Are there any clues I could use to trap the SIGTERM somehow and still allow terraform to exit gracefully?

This article below was educational:
But it still looks like any trap operation will forcefully interrupt a terraform apply…

Perhaps I need to background the terraform apply somehow, trap a SIGTERM on the shell script, and send SIGTERM to the terraform PID? If thats a plan I’m not sure what it would look like.

Hi @queglay,

From your second comment it sounds like you are using local state files. That mode of operation is primarily for local development and so it doesn’t try to optimize for robustness in a hostile environment where Terraform can potentially be terminated without warning.

You might have better luck with a remote state backend, because for those the state snapshots are typically written atomically so that they are either updated in entirety or not updated at all. (Details do vary by backend though, because they are generally subject to the behavior of whatever data store they are using.)

Even with atomic state updates you’ll still have to contend with the fact that interrupting Terraform during a terraform apply without giving it an opportunity to exit gracefully creates the very likely risk that there will be actions that have been taken by Terraform whose results are not yet committed to remote state.

If you send Terraform SIGINT then it will flush a snapshot of the current state to the backend and signal all open providers to cancel their current operations if possible, and then wait for all of the in-progress provider operations to complete before exiting.

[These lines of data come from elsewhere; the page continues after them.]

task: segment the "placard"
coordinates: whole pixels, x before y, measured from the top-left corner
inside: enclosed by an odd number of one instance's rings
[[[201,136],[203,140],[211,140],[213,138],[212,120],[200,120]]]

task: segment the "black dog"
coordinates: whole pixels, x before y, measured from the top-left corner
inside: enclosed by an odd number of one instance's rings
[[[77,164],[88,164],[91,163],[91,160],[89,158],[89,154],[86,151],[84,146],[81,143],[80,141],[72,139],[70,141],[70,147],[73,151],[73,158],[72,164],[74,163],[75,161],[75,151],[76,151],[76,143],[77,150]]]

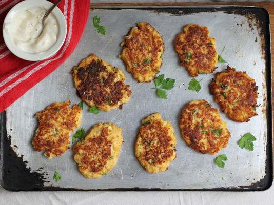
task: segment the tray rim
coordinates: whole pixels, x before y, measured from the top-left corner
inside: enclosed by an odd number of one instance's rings
[[[215,4],[217,3],[217,4]],[[265,28],[267,29],[267,33],[265,33],[265,45],[268,46],[265,47],[266,55],[265,56],[266,66],[265,66],[265,75],[266,75],[266,86],[267,90],[267,109],[266,109],[266,119],[267,119],[267,141],[266,145],[266,160],[265,167],[265,175],[264,178],[262,179],[260,181],[253,183],[250,186],[238,186],[238,187],[219,187],[215,188],[202,188],[202,189],[162,189],[161,188],[111,188],[105,189],[82,189],[76,188],[67,188],[53,186],[41,186],[39,187],[31,187],[27,189],[14,189],[9,186],[8,184],[6,184],[3,182],[3,167],[5,164],[5,159],[4,157],[4,150],[7,149],[8,146],[10,151],[10,144],[7,144],[5,142],[5,139],[9,139],[10,136],[7,135],[7,129],[6,124],[7,122],[6,119],[6,110],[0,113],[0,184],[5,189],[8,191],[264,191],[269,189],[272,185],[273,181],[273,110],[272,110],[272,97],[273,93],[272,92],[272,67],[271,67],[271,33],[270,30],[270,15],[267,10],[261,6],[249,6],[241,5],[233,5],[233,3],[231,3],[232,4],[225,4],[226,3],[220,3],[218,4],[214,3],[213,4],[206,4],[206,5],[194,5],[192,3],[189,3],[188,5],[185,5],[185,3],[91,3],[90,10],[94,9],[149,9],[149,8],[259,8],[263,9],[264,12],[266,13],[266,18],[267,20]],[[225,4],[222,4],[225,3]],[[110,6],[110,4],[111,5]],[[113,6],[113,5],[117,5],[118,6]],[[269,26],[267,26],[269,25]],[[266,35],[267,34],[267,35]],[[270,55],[268,55],[270,54]],[[268,69],[269,68],[269,69]],[[270,113],[270,114],[269,114]],[[11,152],[13,152],[11,149]],[[15,152],[14,152],[15,153]],[[269,158],[270,159],[269,159]],[[262,185],[263,184],[263,185]]]

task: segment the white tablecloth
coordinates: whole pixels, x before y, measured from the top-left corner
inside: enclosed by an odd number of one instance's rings
[[[0,0],[1,1],[1,0]],[[81,0],[79,0],[81,1]],[[186,2],[209,2],[188,0]],[[222,1],[223,2],[229,2]],[[244,2],[244,1],[238,1]],[[260,2],[261,1],[252,1]],[[182,2],[176,0],[100,0],[93,3]],[[9,192],[0,187],[5,204],[274,204],[274,186],[262,192]]]

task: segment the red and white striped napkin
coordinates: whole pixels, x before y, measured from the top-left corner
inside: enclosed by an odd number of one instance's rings
[[[0,1],[0,112],[50,74],[70,56],[85,29],[90,7],[90,0],[61,1],[58,7],[67,20],[65,42],[52,57],[33,62],[13,55],[4,42],[2,28],[5,17],[9,10],[21,1]]]

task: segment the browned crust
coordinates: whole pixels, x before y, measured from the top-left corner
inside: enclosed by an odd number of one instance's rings
[[[149,82],[160,71],[165,45],[161,35],[148,23],[138,23],[125,41],[121,58],[127,70],[139,82]],[[148,76],[149,75],[149,76]]]
[[[74,67],[71,73],[74,82],[77,81],[75,87],[81,99],[90,107],[95,104],[99,109],[108,111],[126,102],[125,95],[129,98],[131,91],[130,86],[124,83],[124,73],[115,67],[110,70],[106,64],[91,54],[78,67]],[[122,77],[116,81],[118,76]]]
[[[186,25],[183,32],[175,40],[176,52],[180,64],[187,68],[191,77],[199,73],[211,73],[216,69],[218,53],[215,49],[216,40],[209,37],[206,27],[191,24]],[[186,53],[191,53],[190,59],[186,58]]]
[[[80,150],[84,153],[80,161],[80,171],[88,170],[96,173],[106,165],[111,155],[112,142],[108,140],[107,136],[108,135],[109,130],[107,127],[105,127],[100,135],[89,138],[85,143],[77,143],[73,147],[73,151],[75,153],[79,153]],[[93,157],[94,156],[96,157]]]
[[[222,88],[222,85],[228,88]],[[258,115],[254,108],[259,106],[257,105],[258,87],[245,72],[236,71],[235,68],[227,65],[225,71],[216,73],[210,88],[215,101],[229,119],[239,122],[246,122]],[[226,98],[223,93],[226,94]]]
[[[69,133],[80,125],[81,109],[77,105],[72,108],[70,101],[55,102],[35,115],[39,120],[32,145],[37,151],[46,150],[49,158],[59,156],[69,149]]]

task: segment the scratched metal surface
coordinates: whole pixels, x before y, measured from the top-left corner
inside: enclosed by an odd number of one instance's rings
[[[182,8],[182,14],[184,9]],[[95,15],[101,17],[100,25],[106,27],[106,34],[97,33],[92,24]],[[158,97],[155,91],[150,90],[154,83],[137,83],[125,70],[118,56],[123,40],[131,26],[138,22],[149,22],[161,34],[166,45],[160,74],[176,79],[174,88],[167,91],[168,99]],[[187,89],[191,78],[185,68],[179,64],[173,42],[184,25],[189,23],[207,26],[210,37],[216,39],[217,51],[226,45],[223,55],[229,65],[238,71],[246,71],[255,79],[259,93],[257,108],[259,115],[248,122],[238,123],[229,120],[222,112],[222,118],[227,124],[231,137],[227,147],[215,155],[202,155],[189,148],[182,138],[179,127],[180,112],[190,101],[204,99],[220,107],[210,94],[209,84],[214,73],[200,75],[203,78],[202,89],[197,93]],[[264,38],[255,20],[248,20],[241,15],[225,13],[222,11],[201,12],[187,15],[173,15],[133,9],[122,10],[95,9],[91,10],[83,36],[72,54],[57,69],[29,90],[7,110],[7,130],[11,136],[11,144],[18,155],[28,162],[27,167],[40,173],[48,173],[45,177],[48,182],[44,186],[58,186],[65,188],[98,189],[112,188],[160,188],[163,189],[212,189],[248,186],[265,176],[267,121],[265,110],[267,96],[265,81],[265,60],[261,44]],[[266,25],[266,26],[269,26]],[[86,131],[99,122],[112,122],[123,129],[124,142],[116,166],[105,176],[88,179],[78,171],[73,157],[72,145],[62,156],[48,159],[43,152],[34,151],[31,144],[38,122],[34,114],[55,101],[71,100],[72,104],[81,100],[70,72],[72,67],[83,58],[93,53],[99,57],[122,69],[126,76],[126,84],[132,91],[130,99],[123,110],[117,109],[108,112],[100,111],[95,115],[88,112],[84,104],[82,122],[79,129]],[[223,71],[227,64],[219,63],[214,73]],[[160,112],[162,118],[168,120],[174,127],[177,136],[177,157],[170,163],[168,171],[157,174],[146,172],[134,155],[134,146],[141,125],[141,121],[148,115]],[[240,135],[251,132],[257,140],[253,152],[242,150],[237,144]],[[71,135],[71,139],[72,134]],[[228,160],[224,169],[214,163],[216,156],[225,154]],[[37,171],[38,170],[38,171]],[[56,183],[53,179],[55,171],[62,175]]]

Unfortunately this does then leave Terraform at the mercy of the providers themselves, which are in turn often limited by the capabilities of underlying APIs: most REST APIs have no first-class cancellation mechanism, and so just abruptly terminating a write request means that it’s undefined whether the write eventually completed or not. Because of this, Terraform providers typically take a conservative approach and don’t support cancellation at all, so that they can be sure to see the results of any pending requests and have them committed to a new state snapshot before Terraform finally exits.

The upshot of all of this is that running Terraform in an environment where it will be routinely terminated without an opportunity to gracefully exit is not really practical. Even if you address your problem with corrupted local state snapshots, there are other problems awaiting you downstream. :confounded:

My first idea here would be to try to arrange for Terraform to be run in a different way that will allow it to terminate gracefully except in the most rare/catastrophic situations (e.g. power failure, kernel panic). I’m not familiar enough with GitLab CI to give specific ideas here, but as you mentioned perhaps it might look something like running Terraform indirectly via a service that runs in the background and can outlive a specific CI job. For example, running Terraform remotely in Terraform Cloud and then politely polling the Terraform Cloud API for the success/fail outcome would make it Terraform Cloud’s responsibility to terminate Terraform gracefully if the job gets terminated early. If a cloud thing isn’t appropriate, you could potentially implement a similar service for running Terraform internally.

If running Terraform in this hostile environment is unavoidable, I think as you said you will probably need to circumvent Terraform’s usual state tracking and do something custom instead. A script that queries the remote APIs and runs a series of terraform import commands is one possibility.

Thanks so much for your detailed answer @apparentlymart. I don’t know how others are handling this or why it isn’t such a common issue, I thought gitlab CI and terraform played well together, but it looks like shell runners aren’t great here. Terraform cloud isn’t an option because I have to run as much as possible on private hardware.

I’ll have a think about my options, it does look like I will try and background the run, trap the signal and attempt to more politely exit that way.

If we have an OSS vault working, is it possible to persist terraform remote state to Vault?